Yesterday, the embattled rail operator blamed new challenges, such as the extra time it needs to build the West Kowloon Terminus entrance building, for having to push back the opening by another year to the third quarter of 2018.
The latest estimate released yesterday also showed the cost of the project had ballooned to HK$85.3 billion, a third above its original budget, which transport minister Professor Anthony Cheung Bing-leung himself called an “extremely large” increase.
Speaking in a radio interview on Wednesday, Cheung said the government did not hope to see the works on the project stopped.
Cheung said the revised $71.5 billion budget submitted to the government last summer was said to have already factored in all uncertainties. He said the Transport and Housing Bureau was now seeking legal advice on the matter and looking into the MTR’s latest report.
“In the future we will have to discuss with the MTR how to control costs. The government’s perspective is budgets cannot indefinitely be overblown and there must be a cap,” he said.

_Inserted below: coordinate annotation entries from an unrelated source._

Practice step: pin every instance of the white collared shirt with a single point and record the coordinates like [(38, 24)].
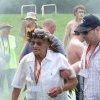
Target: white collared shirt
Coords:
[(49, 76)]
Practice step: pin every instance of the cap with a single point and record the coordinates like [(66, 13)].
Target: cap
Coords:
[(89, 22), (31, 15), (2, 26)]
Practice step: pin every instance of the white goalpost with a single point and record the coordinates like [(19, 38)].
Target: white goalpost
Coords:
[(43, 6), (24, 6)]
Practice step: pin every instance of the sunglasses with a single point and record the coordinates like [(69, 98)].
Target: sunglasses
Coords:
[(37, 43), (86, 32)]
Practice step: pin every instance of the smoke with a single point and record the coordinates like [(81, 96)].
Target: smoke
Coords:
[(4, 5), (93, 6)]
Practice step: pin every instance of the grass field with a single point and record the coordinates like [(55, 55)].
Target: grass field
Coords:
[(15, 20)]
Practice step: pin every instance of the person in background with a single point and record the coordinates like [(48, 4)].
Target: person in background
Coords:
[(89, 67), (57, 45), (79, 11), (44, 71), (8, 56), (28, 25), (75, 50)]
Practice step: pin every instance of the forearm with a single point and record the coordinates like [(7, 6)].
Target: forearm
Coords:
[(15, 93), (71, 83)]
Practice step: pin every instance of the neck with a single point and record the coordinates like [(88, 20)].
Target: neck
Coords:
[(40, 57), (78, 20), (79, 38)]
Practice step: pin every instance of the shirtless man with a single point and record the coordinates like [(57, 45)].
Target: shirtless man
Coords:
[(79, 11), (75, 51)]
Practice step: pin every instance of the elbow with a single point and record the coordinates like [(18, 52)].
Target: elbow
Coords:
[(75, 82)]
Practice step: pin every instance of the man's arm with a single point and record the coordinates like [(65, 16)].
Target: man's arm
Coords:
[(15, 93), (71, 83), (67, 34), (57, 45), (26, 49)]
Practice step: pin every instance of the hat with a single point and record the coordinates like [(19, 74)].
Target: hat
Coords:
[(89, 22), (2, 26), (31, 15)]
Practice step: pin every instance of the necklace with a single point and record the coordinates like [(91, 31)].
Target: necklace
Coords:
[(6, 48)]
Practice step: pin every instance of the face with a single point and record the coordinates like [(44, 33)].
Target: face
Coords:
[(51, 29), (40, 47), (29, 21), (93, 36), (80, 13)]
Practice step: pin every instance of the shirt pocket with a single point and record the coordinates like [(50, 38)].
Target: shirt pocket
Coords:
[(96, 65)]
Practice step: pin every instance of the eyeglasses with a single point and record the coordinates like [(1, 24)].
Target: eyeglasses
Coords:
[(37, 43), (86, 32)]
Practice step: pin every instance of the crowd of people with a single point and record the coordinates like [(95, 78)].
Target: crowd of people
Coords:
[(49, 69)]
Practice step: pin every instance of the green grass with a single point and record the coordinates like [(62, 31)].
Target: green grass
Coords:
[(15, 20)]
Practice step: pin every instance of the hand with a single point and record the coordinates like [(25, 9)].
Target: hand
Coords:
[(54, 92)]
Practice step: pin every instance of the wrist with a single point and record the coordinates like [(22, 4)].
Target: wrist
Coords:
[(60, 89)]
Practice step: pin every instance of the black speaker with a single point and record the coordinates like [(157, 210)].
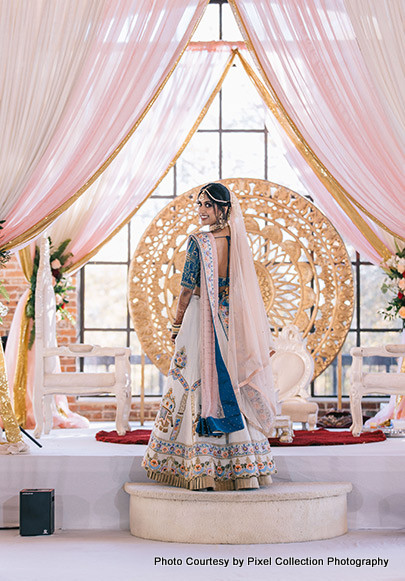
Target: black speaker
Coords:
[(37, 512)]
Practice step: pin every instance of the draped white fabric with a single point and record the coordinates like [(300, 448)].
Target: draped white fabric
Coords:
[(132, 175), (309, 53), (72, 92), (37, 75), (147, 155), (320, 195), (379, 28)]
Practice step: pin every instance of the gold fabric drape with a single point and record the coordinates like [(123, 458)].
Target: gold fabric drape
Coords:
[(10, 422), (342, 197), (332, 185), (21, 372)]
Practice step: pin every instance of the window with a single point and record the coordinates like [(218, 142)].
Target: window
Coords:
[(232, 140)]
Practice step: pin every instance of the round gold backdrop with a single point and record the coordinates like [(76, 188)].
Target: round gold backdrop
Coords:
[(302, 265)]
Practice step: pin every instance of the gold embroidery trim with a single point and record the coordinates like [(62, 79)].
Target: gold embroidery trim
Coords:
[(341, 196), (42, 224), (197, 123), (10, 424)]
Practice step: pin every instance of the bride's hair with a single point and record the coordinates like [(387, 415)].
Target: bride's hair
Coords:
[(220, 195)]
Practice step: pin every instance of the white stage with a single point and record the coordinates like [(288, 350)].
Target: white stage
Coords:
[(88, 478)]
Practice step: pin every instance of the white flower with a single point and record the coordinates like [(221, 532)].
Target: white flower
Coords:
[(401, 265), (401, 284), (55, 264)]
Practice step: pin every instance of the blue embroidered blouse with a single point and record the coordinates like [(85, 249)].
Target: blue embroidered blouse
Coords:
[(192, 268)]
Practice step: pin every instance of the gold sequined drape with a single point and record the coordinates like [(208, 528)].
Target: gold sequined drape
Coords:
[(339, 194), (21, 372), (10, 423)]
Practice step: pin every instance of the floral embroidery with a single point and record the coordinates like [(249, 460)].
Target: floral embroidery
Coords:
[(165, 417), (180, 359), (191, 270)]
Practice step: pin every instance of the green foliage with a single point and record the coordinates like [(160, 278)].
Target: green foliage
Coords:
[(394, 284), (58, 261)]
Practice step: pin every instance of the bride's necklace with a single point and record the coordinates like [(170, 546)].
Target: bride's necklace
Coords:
[(216, 227)]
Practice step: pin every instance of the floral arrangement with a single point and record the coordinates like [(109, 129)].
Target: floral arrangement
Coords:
[(4, 258), (394, 267), (61, 285)]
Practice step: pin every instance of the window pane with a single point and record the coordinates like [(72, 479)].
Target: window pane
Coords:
[(372, 299), (243, 155), (378, 364), (116, 250), (105, 302), (211, 119), (104, 339), (154, 381), (199, 163), (166, 186), (242, 108), (144, 217)]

Plans for a Hong Kong checkpoint to handle both mainland and local immigration have also been mired in legal and constitutional difficulties but Cheung said the government was already discussing with mainland authorities and could not disclose further details. Progress in this area would not affect construction works, he added.
Lawmaker Wu Chi-wai said the public had lost confidence in the government’s ability to control and estimate cost and any further request for funding on the project would not be easily approved by the Legislative Council.